Company is now Crayola



The name change will help the company's marketing efforts.
EASTON, Pa. (AP) -- As CEO of the nation's best-known crayon maker, Mark Schwab is tickled pink -- or is that magenta? -- about Binney & amp; Smith's decision to take the name of its iconic product, Crayola.
The name change, effective Jan. 1, was celebrated Thursday as Schwab unveiled a new sign at the company's headquarters plant 60 miles north of Philadelphia, where 13.5 million crayons are churned out every day.
Because Crayola is one of the nation's most recognized brands, it made sense from a marketing standpoint to drop the comparatively obscure Binney & amp; Smith name, Schwab said.
"What it really helps us do is be recognized for who we are," he said. "We're known as Crayola. That's the brand that children, moms, parents and teachers really associate us with."
Crayola was launched more than a century ago by cousins Edwin Binney and C. Harold Smith, who started out making red oxide pigments for barn paint, carbon for black automobile tires and slate pencils for schools.
They soon identified a market for affordable wax crayons and in 1903, Binney & amp; Smith sold the first box of eight for a nickel.
Source of name
Alice Binney, Edwin's wife, coined the Crayola name by joining the French word for chalk, "craie," and "ola," short for "oleaginous," or oily, because crayons are made from petroleum-based wax.
Binney's great-granddaughter, Sally Putnam Chapman, said her ancestor wouldn't have minded the loss of the Binney & amp; Smith name.
"Edwin Binney wanted to further his company and expand it, and I think he would have agreed the best way to do it is to switch over and let it become Crayola," said Chapman, 69, of Fort Pierce, Fla., whose father was on the company board of directors and who grew up with "stacks" of Crayola products.
James Maskulka, a marketing professor at Lehigh University, said the changeover to Crayola LLC allows the company to streamline and simplify its marketing.
"People don't connect with Binney & amp; Smith, they connect with Crayola," he said. "In branding, simplicity is the key. People understand Crayola, and that's why they're doing it."
Binney & amp; Smith became a subsidiary of privately owned Hallmark Cards Inc. of Kansas City, Mo., in 1984.
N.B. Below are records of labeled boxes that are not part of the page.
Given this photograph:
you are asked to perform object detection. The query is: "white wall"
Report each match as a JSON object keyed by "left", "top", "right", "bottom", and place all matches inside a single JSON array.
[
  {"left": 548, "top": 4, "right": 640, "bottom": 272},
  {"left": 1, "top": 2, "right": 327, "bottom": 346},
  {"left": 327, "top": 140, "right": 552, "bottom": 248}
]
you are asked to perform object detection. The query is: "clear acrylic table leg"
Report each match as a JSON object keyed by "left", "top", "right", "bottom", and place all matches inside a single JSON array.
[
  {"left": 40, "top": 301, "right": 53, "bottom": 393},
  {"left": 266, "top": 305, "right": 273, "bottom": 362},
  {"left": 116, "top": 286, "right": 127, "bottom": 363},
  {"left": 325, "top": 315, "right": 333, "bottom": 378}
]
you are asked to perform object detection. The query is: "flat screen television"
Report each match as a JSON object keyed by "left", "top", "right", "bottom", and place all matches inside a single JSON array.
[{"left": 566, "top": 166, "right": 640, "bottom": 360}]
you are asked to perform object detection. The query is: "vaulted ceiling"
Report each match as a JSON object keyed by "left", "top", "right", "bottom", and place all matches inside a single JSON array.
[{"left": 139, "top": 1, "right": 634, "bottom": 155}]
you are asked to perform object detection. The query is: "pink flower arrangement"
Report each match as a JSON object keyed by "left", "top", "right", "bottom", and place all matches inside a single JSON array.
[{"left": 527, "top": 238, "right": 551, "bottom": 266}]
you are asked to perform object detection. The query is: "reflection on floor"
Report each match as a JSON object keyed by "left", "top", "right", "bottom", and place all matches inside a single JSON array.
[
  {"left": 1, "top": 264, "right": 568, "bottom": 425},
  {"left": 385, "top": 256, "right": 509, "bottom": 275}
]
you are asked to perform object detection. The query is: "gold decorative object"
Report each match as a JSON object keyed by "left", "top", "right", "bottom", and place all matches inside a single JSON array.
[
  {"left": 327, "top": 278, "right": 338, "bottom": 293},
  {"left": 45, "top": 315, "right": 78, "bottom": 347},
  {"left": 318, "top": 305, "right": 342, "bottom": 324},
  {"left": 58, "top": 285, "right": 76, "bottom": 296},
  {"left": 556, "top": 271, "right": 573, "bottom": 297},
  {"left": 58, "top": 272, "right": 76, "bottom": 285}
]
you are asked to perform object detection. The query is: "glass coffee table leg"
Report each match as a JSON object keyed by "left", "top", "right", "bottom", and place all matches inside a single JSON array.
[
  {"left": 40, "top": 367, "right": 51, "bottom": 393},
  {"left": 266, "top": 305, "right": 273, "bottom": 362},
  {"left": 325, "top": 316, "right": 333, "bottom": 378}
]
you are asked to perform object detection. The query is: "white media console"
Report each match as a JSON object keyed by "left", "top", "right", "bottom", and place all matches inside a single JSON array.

Despite ever-increasing competition from video games, talking dolls, kid-proof digital cameras and other high-tech toys, Schwab said the company recorded its highest sales ever in 2006. Although Crayola does not divulge profits, he said revenues grew between 13 and 19 percent to more than 500 million last year.
How Crayola survived
Innovations to Crayola's venerable crayons, markers and pencils -- they now come in washable, twistable, erasable and scented varieties -- as well as popular new products such as Color Wonder and Color Explosion have helped the company keep pace. The company also makes Silly Putty.
"Children have a lot of choices," he said. "We are seeing our products not only doing well at retail, but we're hearing back from the consumer. They're having fun."
While other industries have become almost completely mechanized, crayon making continues to be labor intensive.
Inside the plant Thursday, Becky Snyder worked at a 50-year-old labeling machine, scooping up as many as 300 crayons at a time and quickly scanning them for defects before depositing them in a plain brown box for delivery to the packaging department. Chipped or cracked crayons are removed and melted down into another batch.
"This is a job that still needs a personal touch," said Snyder, 54, whose headband, T-shirt and socks perfectly matched the red-violet shade of the crayons she was inspecting.